As of 2016, Google owned and operated nine data centers across the U.S., two in Asia, and four in Europe.[139]
In 2011, the company had announced plans to build three data centers at a cost of more than $200 million in Asia (Singapore, Hong Kong and Taiwan) and said they would be operational within two years.[140][141] In December 2013, Google announced that it had scrapped the plan to build a data center in Hong Kong.[142]

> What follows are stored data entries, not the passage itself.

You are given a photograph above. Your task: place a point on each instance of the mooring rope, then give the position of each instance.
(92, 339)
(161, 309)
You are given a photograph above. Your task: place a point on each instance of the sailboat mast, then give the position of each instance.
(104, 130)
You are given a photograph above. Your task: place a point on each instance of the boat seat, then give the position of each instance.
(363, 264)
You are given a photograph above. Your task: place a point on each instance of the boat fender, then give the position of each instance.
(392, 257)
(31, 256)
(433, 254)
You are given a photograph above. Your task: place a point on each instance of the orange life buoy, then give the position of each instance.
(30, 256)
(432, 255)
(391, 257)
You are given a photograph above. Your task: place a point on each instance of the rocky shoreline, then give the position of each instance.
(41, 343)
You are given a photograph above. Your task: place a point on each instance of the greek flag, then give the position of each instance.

In October 2013, The Washington Post reported that the U.S. National Security Agency intercepted communications between Google's data centers, as part of a program named MUSCULAR.[143][144] This wiretapping was made possible because Google did not encrypt data passed inside its own network.[145] Google began encrypting data sent between data centers in 2013.[146]
Google’s most efficient data center runs at 95 °F (35 °C) using only fresh air cooling, requiring no electrically powered air conditioning; the servers run so hot that humans cannot go near them for extended periods.[147]
An August 2011 report estimated that Google had about 900,000 servers in their data centers, based on energy usage. The report does state that "Google never says how many servers are running in its data centers."[148]
In December 2016, Google announced that starting in 2017, it will power all of its data centers, as well as all of its offices, from 100% renewable energy. The commitment will make Google "the world’s largest corporate buyer of renewable power, with commitments reaching 2.6 gigawatts (2,600 megawatts) of wind and solar energy". Google also stated that it does not count that as its final goal; it says that "since the wind doesn’t blow 24 hours a day, we’ll also broaden our purchases to a variety of energy sources that can enable renewable power, every hour of every day". Additionally, the project will "help support communities" around the world, as the purchase commitments will "result in infrastructure investments of more than $3.5 billion globally", and will "generate tens of millions of dollars per year in revenue to local property owners, and tens of millions more to local and national governments in tax revenue".[149][150][151]

Alphabet

On August 10, 2015, Google announced plans to reorganize its various interests as a conglomerate called Alphabet. Google, Alphabet's leading subsidiary, will continue to be the umbrella company for Alphabet's Internet interests. Upon completion of the restructure, Sundar Pichai became CEO of Google, replacing Larry Page, who became CEO of Alphabet.[152][153][154]